Department of Intensive Care, Sklifosovsky Research Institute of Emergency Medicine of the Moscow Healthcare Department, Moscow, Russia.
Department of Intensive Care, State Research Center-Burnasyan Federal Medical Biophysical Center of Federal Medical Biological Agency, Moscow, Russia.
PLoS One. 2020 Oct 13;15(10):e0240117. doi: 10.1371/journal.pone.0240117. eCollection 2020.
Extracorporeal membrane oxygenation (ECMO) is increasingly used to treat severe cases of acute respiratory or cardiac failure. Hemorrhagic complications represent one of the most common complications during ECMO, and can be life threatening. The purpose of this study was to elucidate pathophysiological mechanisms of ECMO-associated hemorrhagic complications and their impact on standard and viscoelastic coagulation tests. The study cohort included 27 patients treated with VV-ECMO or VA-ECMO. Hemostasis was evaluated using standard coagulation tests and viscoelastic parameters investigated with rotational thromboelastometry. Anticoagulation and hemorrhagic complications were analyzed for up to seven days depending on ECMO duration. Hemorrhagic complications developed in 16 (59%) patients. There were 102 discrete hemorrhagic episodes among 116 24-hour-intervals, of which 27% were considered to be clinically significant. The highest number of ECMO-associated hemorrhages occurred on the 2nd and 3rd day of treatment. Respiratory tract bleeding was the most common hemorrhagic complication, occurring in 62% of the 24-hour intervals. All 24-hours-intervals were divided into two groups: "with bleeding" and "without bleeding". The probability of hemorrhage was significantly associated with abnormalities of four parameters: increased international normalized ratio (INR, sensitivity 71%, specificity 94%), increased prothrombin time (PT, sensitivity 90%, specificity 72%), decreased intrinsic pathway maximal clot firmness (MCFin, sensitivity 76%, specificity 89%), and increased extrinsic pathway clot formation time (CFTex, sensitivity 77%, specificity 87%). In conclusions, early ECMO-associated hemorrhagic complications are related to one traditional and two novel viscoelastic coagulation abnormalities: PT/INR elevation, reduced maximum clot firmness due to intrinsic pathway dysfunction (MCFin), and prolonged clot formation time due to extrinsic pathway dysfunction (CFTex). When managing hemostasis during ECMO, derangements in PT/INR, MCFin and CFTex should be focused on.

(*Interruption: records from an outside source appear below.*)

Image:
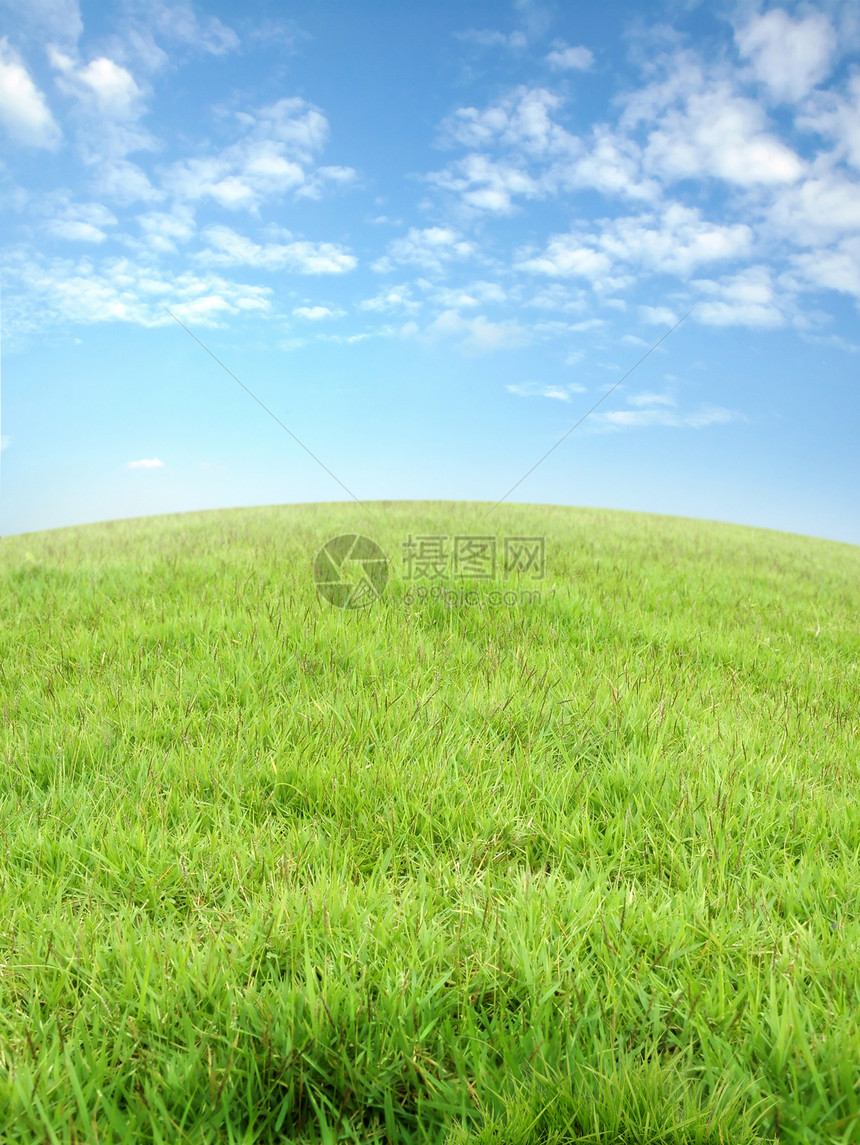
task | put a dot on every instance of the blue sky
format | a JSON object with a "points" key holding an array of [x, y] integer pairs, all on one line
{"points": [[430, 237]]}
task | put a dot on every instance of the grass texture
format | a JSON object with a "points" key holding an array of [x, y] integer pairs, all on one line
{"points": [[578, 869]]}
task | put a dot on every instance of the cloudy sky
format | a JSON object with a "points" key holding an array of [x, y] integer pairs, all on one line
{"points": [[428, 238]]}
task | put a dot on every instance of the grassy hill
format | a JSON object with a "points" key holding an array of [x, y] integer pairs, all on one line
{"points": [[566, 859]]}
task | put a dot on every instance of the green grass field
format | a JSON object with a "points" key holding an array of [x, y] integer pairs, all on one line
{"points": [[584, 868]]}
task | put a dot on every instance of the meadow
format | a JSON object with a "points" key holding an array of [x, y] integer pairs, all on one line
{"points": [[443, 869]]}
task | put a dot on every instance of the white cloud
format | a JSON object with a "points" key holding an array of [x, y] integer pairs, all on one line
{"points": [[818, 210], [42, 20], [657, 315], [276, 156], [490, 39], [675, 242], [833, 269], [147, 464], [648, 400], [24, 111], [831, 115], [125, 182], [229, 249], [316, 313], [178, 21], [474, 336], [486, 184], [102, 83], [52, 291], [394, 298], [566, 257], [520, 119], [475, 293], [610, 164], [563, 58], [788, 56], [81, 222], [699, 419], [163, 230], [746, 299], [560, 393], [723, 135], [431, 249]]}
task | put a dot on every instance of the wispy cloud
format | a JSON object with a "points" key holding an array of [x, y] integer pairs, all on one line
{"points": [[24, 110], [566, 58], [316, 313], [229, 249], [559, 392]]}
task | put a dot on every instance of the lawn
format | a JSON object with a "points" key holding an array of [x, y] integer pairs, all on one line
{"points": [[571, 859]]}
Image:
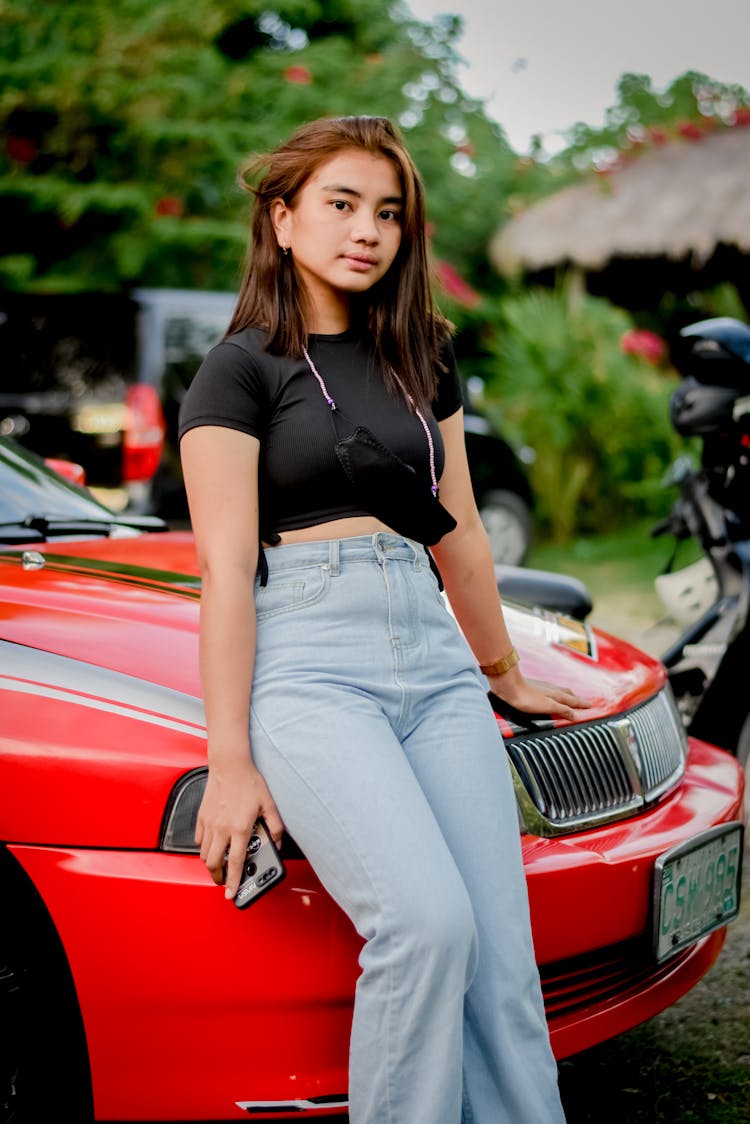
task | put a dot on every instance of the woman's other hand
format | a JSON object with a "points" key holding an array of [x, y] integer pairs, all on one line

体外膜肺氧合(ECMO)越来越多地用于治疗严重的急性呼吸或心脏衰竭。出血并发症是 ECMO 过程中最常见的并发症之一,可能危及生命。本研究的目的是阐明 ECMO 相关出血并发症的病理生理机制及其对标准和黏弹性凝血测试的影响。研究队列包括 27 名接受 VV-ECMO 或 VA-ECMO 治疗的患者。使用标准凝血测试评估止血情况,并使用旋转血栓弹性测定法研究黏弹性参数。根据 ECMO 持续时间,分析抗凝和出血并发症,最长可达 7 天。16 名(59%)患者发生出血并发症。在 116 个 24 小时间隔中有 102 个离散出血事件,其中 27%被认为具有临床意义。治疗第 2 天和第 3 天 ECMO 相关出血的发生率最高。呼吸道出血是最常见的出血并发症,占 24 小时间隔的 62%。所有 24 小时间隔均分为两组:“有出血”和“无出血”。出血的可能性与四个参数的异常显著相关:国际标准化比值(INR)升高(敏感性 71%,特异性 94%)、凝血酶原时间(PT)延长(敏感性 90%,特异性 72%)、内源性途径最大血凝块硬度降低(MCFin,敏感性 76%,特异性 89%)和外源性途径凝血形成时间(CFTex)延长(敏感性 77%,特异性 87%)。总之,早期 ECMO 相关出血并发症与一个传统和两个新的黏弹性凝血异常相关:PT/INR 升高、内源性途径功能障碍导致最大血凝块硬度降低(MCFin)以及外源性途径功能障碍导致凝血形成时间延长(CFTex)。在 ECMO 期间进行止血管理时,应重点关注 PT/INR、MCFin 和 CFTex 的异常。